Hajime scans the internet for devices with Telnet services and default or weak credentials. Once in, it uses p2p for command and control, so it’s more resistant to takedown compared to traditional botnets that rely on central servers.
Capabilities and Behavior
Written in C, Hajime is modular and can receive updates and new features over time. It doesn’t have a payload to launch attacks like DDoS. Instead, it seems to be propagating itself and securing the devices it infects, maybe to prevent other malware from exploiting them.
Current Status and Impact
As of 2017, Hajime had infected nearly 300,000 devices worldwide, with most of the infections in Iran, Brazil, and Vietnam. The creator is unknown and no malicious activities have been attributed to it so far, so the purpose of Hajime is still a mystery.
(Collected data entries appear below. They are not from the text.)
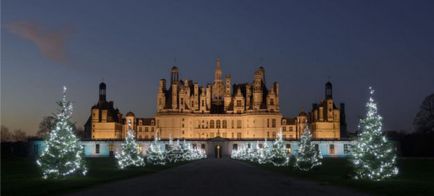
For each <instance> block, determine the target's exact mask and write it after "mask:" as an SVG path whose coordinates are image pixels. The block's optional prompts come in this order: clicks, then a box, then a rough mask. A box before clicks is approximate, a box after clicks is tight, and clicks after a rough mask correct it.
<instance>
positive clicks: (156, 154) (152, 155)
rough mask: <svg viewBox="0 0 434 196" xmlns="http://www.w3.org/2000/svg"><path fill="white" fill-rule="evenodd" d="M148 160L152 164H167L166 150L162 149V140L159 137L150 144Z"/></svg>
mask: <svg viewBox="0 0 434 196" xmlns="http://www.w3.org/2000/svg"><path fill="white" fill-rule="evenodd" d="M146 160H147V162H148V163H150V164H152V165H165V164H166V156H165V152H164V150H162V149H161V145H160V140H159V138H158V137H155V139H154V141H153V142H152V143H151V145H150V146H149V148H148V150H147V152H146Z"/></svg>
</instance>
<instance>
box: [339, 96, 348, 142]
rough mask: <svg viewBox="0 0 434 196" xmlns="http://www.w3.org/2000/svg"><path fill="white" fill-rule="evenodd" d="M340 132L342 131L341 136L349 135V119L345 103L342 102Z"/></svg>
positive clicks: (346, 135) (341, 108) (341, 104)
mask: <svg viewBox="0 0 434 196" xmlns="http://www.w3.org/2000/svg"><path fill="white" fill-rule="evenodd" d="M339 118H340V128H341V130H340V132H341V137H346V136H347V120H346V117H345V104H344V103H341V104H340V117H339Z"/></svg>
No variants of Hajime have been found. The malware itself is a unique one with no offshoots.
Disable default credentials on all IoT devices and use unique strong passwords.
Update device firmware regularly to patch known vulnerabilities.
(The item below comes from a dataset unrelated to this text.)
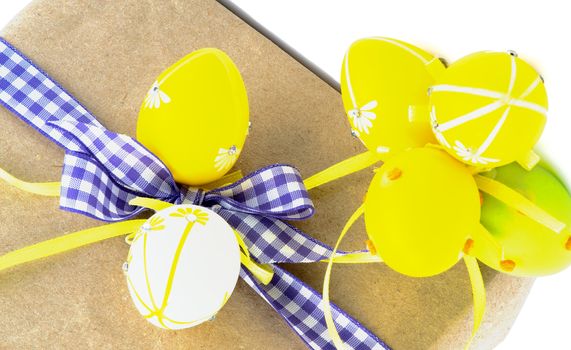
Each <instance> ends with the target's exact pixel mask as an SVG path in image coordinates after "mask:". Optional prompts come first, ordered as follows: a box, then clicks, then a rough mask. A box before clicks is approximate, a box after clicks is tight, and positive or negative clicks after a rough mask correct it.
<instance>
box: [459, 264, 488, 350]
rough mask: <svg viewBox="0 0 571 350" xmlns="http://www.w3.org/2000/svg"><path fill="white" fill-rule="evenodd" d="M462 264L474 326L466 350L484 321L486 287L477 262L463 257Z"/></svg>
mask: <svg viewBox="0 0 571 350" xmlns="http://www.w3.org/2000/svg"><path fill="white" fill-rule="evenodd" d="M464 263H465V264H466V268H467V270H468V275H469V276H470V283H471V285H472V296H473V298H474V326H473V328H472V334H471V335H470V339H469V340H468V343H467V344H466V347H465V349H466V350H467V349H469V348H470V345H471V344H472V341H473V340H474V337H475V336H476V333H477V332H478V329H479V328H480V325H481V324H482V320H483V319H484V313H485V311H486V287H485V286H484V279H483V278H482V272H481V271H480V267H479V266H478V260H476V258H474V257H472V256H469V255H464Z"/></svg>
Segment the network to isolate IoT devices from critical systems.
Monitor for unusual network traffic.
Hajime affects IoT devices which are present in various industries such as manufacturing, logistics and smart home. Any sector that uses IoT devices with default or weak security is at risk.
The creator of Hajime is unknown. Some researchers think it might be a vigilante hacker who wants to secure IoT devices from other malware but this is unconfirmed.